Fed Fear Panics the Herd
April 29, 2008 by Patrick Watson
Filed under Commentary, Regulation & Legislation
Imagine an African wildlife scene. A herd of peaceful zebras surrounds a watering hole. Suddenly they all perk up and look toward the adjacent trees. Something lurks there, something threatening — or so they think. As soon as one member of the herd decides to run, a stampede will follow. It does not especially matter if the threat is real or not. Better safe than sorry, especially if you are a zebra who lives in lion country.

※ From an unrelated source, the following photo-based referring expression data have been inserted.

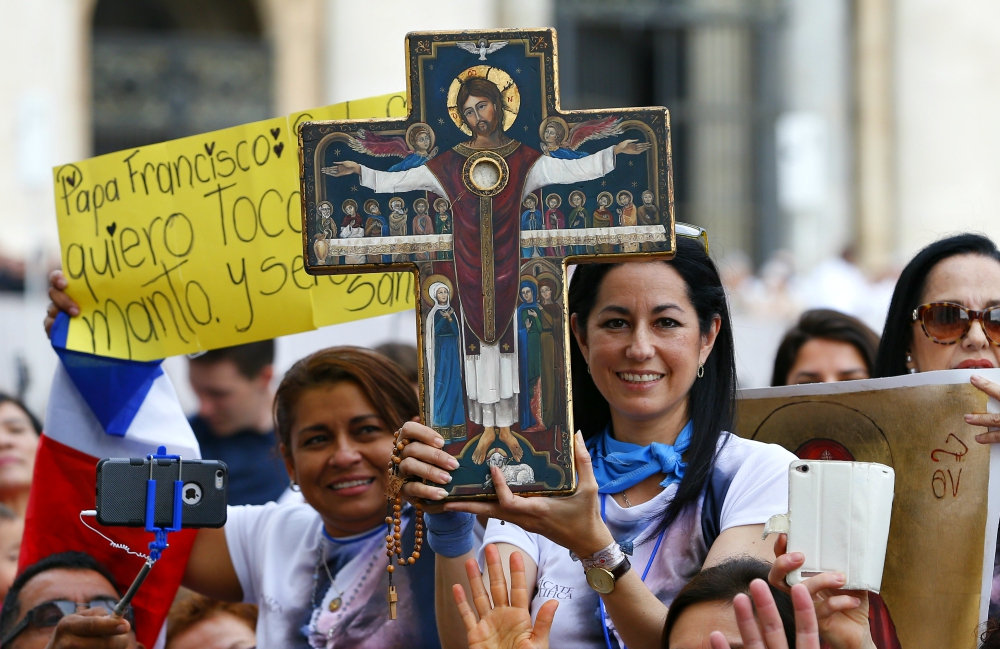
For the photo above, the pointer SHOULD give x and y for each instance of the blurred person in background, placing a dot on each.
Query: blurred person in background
(234, 424)
(945, 315)
(197, 622)
(19, 431)
(65, 601)
(404, 355)
(825, 346)
(11, 530)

This is a good analogy for how Wall Street works. Investors are the zebras, and Ben Bernanke is the lion which is even now poised in the jungle, ready to strike. Tomorrow afternoon the Federal Open Market Committee will announce its latest interest rate policy decision. Having decided that recession won’t be so bad after all, traders now want the Fed to turn its attention to stamping out inflation. This is amusing since not too long ago many of these very same people were telling us inflation is not a problem. Nonetheless, they now think the Fed will announce an end, or at least a pause, in its rate-cutting campaign.

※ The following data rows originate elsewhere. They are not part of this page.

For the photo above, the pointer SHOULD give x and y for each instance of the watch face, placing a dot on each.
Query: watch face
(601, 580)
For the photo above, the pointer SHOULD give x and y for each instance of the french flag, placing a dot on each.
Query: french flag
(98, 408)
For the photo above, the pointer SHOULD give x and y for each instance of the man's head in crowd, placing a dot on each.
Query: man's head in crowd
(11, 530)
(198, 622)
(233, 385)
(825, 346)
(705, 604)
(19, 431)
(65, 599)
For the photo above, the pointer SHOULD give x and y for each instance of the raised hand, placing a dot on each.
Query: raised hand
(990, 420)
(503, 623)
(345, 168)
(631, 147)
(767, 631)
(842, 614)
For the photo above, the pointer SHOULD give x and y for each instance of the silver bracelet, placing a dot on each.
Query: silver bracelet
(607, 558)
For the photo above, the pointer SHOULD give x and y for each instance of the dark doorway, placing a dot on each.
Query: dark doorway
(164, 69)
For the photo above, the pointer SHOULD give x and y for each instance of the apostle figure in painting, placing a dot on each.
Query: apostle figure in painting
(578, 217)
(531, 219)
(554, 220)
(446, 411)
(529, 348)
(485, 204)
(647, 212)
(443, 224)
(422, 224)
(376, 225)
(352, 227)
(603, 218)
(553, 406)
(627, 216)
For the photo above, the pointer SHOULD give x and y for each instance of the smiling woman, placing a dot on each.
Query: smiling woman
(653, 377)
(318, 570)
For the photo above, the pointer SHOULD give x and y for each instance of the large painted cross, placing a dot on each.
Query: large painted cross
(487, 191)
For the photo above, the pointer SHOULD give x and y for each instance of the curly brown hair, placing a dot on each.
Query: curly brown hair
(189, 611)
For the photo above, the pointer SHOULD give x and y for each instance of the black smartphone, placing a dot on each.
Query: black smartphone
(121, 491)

Since markets discount the future, the trends that were sparked by lower interest rates — mainly a weak dollar and rising commodity prices — sharply reversed themselves in the last week. Energy, metals, crops and livestock all tumbled today. The U.S. dollar hit a three-week high against the Euro. Technology stocks rallied. Materials stocks fell.

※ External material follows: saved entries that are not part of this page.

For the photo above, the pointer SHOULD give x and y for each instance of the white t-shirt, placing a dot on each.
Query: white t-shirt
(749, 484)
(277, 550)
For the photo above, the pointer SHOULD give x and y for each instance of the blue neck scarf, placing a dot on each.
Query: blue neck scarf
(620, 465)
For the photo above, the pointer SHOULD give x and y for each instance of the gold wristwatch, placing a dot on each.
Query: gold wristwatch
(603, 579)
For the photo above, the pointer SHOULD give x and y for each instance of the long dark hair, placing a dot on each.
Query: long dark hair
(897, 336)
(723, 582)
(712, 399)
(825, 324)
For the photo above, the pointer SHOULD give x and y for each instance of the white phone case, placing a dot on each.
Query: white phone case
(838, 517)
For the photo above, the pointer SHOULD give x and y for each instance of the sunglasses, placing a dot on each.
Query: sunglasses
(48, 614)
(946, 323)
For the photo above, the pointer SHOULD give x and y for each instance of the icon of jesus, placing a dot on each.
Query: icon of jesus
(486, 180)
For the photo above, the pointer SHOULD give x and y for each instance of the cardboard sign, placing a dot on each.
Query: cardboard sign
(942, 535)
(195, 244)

Given this, I won’t be surprised if tomorrow’s announcement from the Fed brings a giant yawn from the herd… unless it is a surprise. What the Fed actually does tomorrow is probably less important than what they say. If the statement doesn’t include some new language promising increased vigilance for inflation, there could be a huge snap-back rally in commodities and a plunge in the dollar. I’m not predicting such a thing, but I think it’s possible. We’ll know tomorrow afternoon.